Kamloops Library. Photo: David Charbonneau

These giddy times reminded me of the Hippy Movement of the 1960’s but these participants were more focused and clear-headed: no drugs, psychedelic music and free love.

More than 950 demonstrations were planned for that day in 82 countries on every continent, in every Canadian province, eight in British Columbia.

Seven years later, the euphoria faded and the legacy unclear, I wanted to capture the moment before it was a lost. When Professor Trish Archibald from the Social Work program at Thompson Rivers University invited me to write a chapter in an upcoming book, I jumped at the chance. She was assembling a team to write a history of social justice in Kamloops since the Second World War.

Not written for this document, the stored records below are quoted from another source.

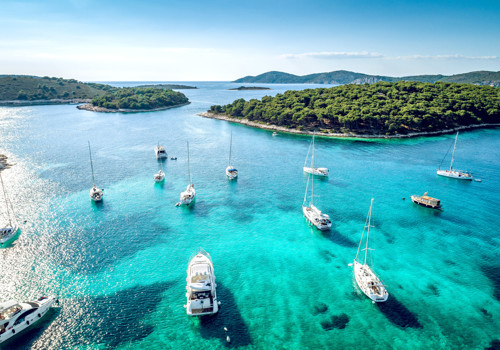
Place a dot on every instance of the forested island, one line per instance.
(382, 109)
(31, 90)
(341, 77)
(136, 100)
(242, 88)
(169, 86)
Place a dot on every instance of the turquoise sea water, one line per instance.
(119, 267)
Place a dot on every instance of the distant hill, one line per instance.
(168, 86)
(342, 77)
(32, 90)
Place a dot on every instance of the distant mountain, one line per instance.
(342, 77)
(27, 89)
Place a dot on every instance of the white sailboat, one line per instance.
(9, 229)
(160, 152)
(189, 194)
(367, 280)
(17, 317)
(313, 214)
(454, 174)
(159, 176)
(231, 171)
(95, 193)
(311, 169)
(201, 288)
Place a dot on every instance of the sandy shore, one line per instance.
(339, 135)
(3, 162)
(57, 101)
(89, 107)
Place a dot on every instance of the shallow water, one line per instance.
(119, 267)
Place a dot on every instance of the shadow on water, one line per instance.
(229, 317)
(11, 242)
(492, 272)
(94, 249)
(27, 338)
(398, 314)
(111, 320)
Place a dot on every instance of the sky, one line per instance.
(223, 40)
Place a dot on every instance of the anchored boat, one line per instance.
(201, 288)
(9, 230)
(231, 171)
(160, 152)
(311, 169)
(426, 201)
(95, 193)
(189, 194)
(313, 214)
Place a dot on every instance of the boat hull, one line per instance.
(188, 196)
(416, 200)
(201, 287)
(459, 175)
(159, 176)
(320, 221)
(96, 194)
(369, 283)
(231, 172)
(317, 171)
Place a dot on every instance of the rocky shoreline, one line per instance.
(58, 101)
(341, 135)
(89, 107)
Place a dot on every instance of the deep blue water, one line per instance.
(120, 267)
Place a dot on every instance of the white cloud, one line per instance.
(333, 55)
(444, 57)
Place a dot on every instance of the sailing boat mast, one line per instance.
(91, 165)
(6, 201)
(312, 190)
(453, 154)
(368, 232)
(189, 169)
(312, 159)
(230, 146)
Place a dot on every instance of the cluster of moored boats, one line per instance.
(201, 287)
(366, 278)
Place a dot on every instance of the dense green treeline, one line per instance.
(140, 98)
(381, 108)
(31, 88)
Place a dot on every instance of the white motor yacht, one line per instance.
(366, 279)
(95, 193)
(312, 169)
(159, 176)
(160, 152)
(231, 171)
(189, 194)
(8, 231)
(16, 317)
(201, 288)
(454, 174)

To research my chapter, I interviewed ten people involved with the camp at Spirit Square. I met with each of them at Red Beard Cafe on Tranquille. That location was appropriate, not only because I’m a regular but because it was only a block away from the original campsite. Back in 2011 when it was called Cowboy Coffee I would see the occupiers, camp-worn, visiting the washrooms.

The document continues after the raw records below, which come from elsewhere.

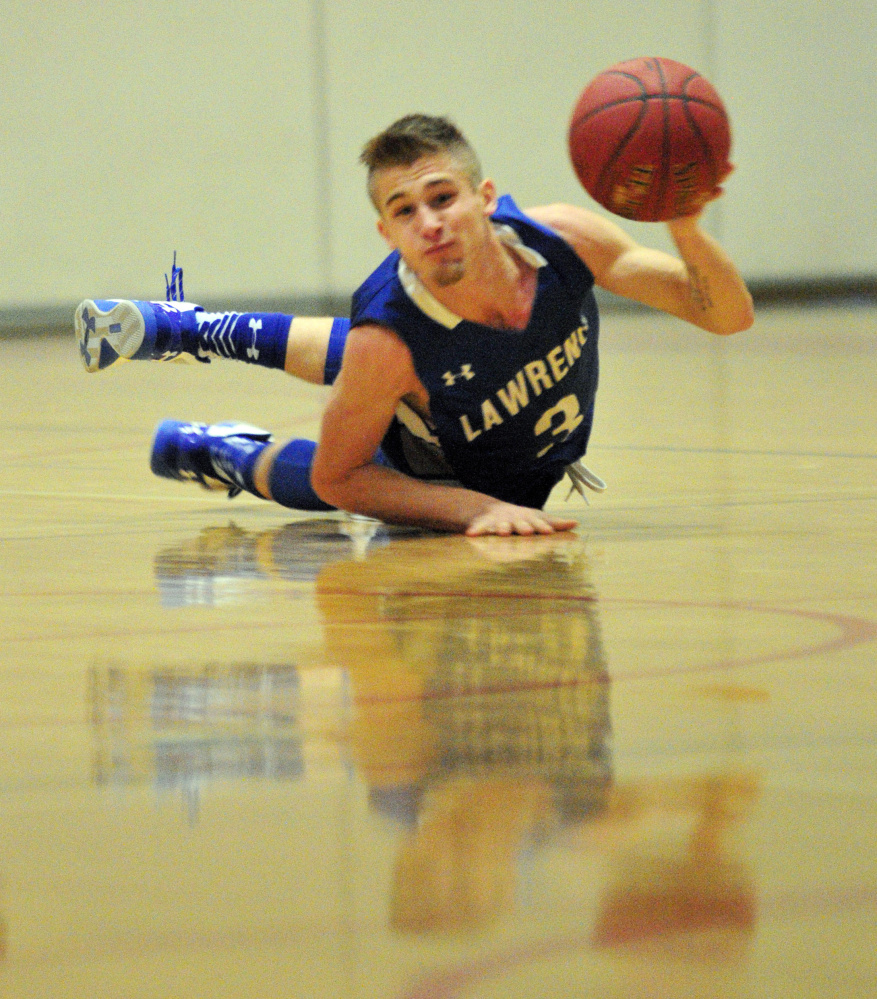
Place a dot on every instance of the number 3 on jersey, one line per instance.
(559, 421)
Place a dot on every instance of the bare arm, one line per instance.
(702, 285)
(376, 374)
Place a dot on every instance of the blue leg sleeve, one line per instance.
(290, 477)
(337, 339)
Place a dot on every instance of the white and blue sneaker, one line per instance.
(112, 330)
(195, 452)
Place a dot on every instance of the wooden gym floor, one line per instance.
(248, 753)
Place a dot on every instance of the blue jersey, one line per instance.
(510, 408)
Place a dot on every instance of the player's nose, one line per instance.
(430, 222)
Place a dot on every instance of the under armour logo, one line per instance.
(465, 372)
(255, 326)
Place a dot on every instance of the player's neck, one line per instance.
(498, 289)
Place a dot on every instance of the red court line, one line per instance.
(451, 983)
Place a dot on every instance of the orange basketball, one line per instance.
(650, 139)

They were willing and eager to tell me about the events that changed their lives. Cassie Tremblay was a major force in the camp. Her training as a nurse gave her the skills necessary for to day-to-day routine and regular meetings.

They hadn’t intended to occupy the park to begin with. But after five hours of talking at Library Square (after I had left) a core of seven to ten people wondered what to do with the pent-up enthusiasm. They decided to set up the camp at Spirit Square, went home and gathered sleeping bags, tents and camping gear, and met that evening at the Park.

The long hours at the camp gave people time to reflect more deeply about what they had committed to – the occupation of public land. Some visitors to the camp were motivated by the same principles: idealism, global solidarity, and wage disparity. Some were not; such as the homeless, those with addiction and mental health issues, even runaway kids.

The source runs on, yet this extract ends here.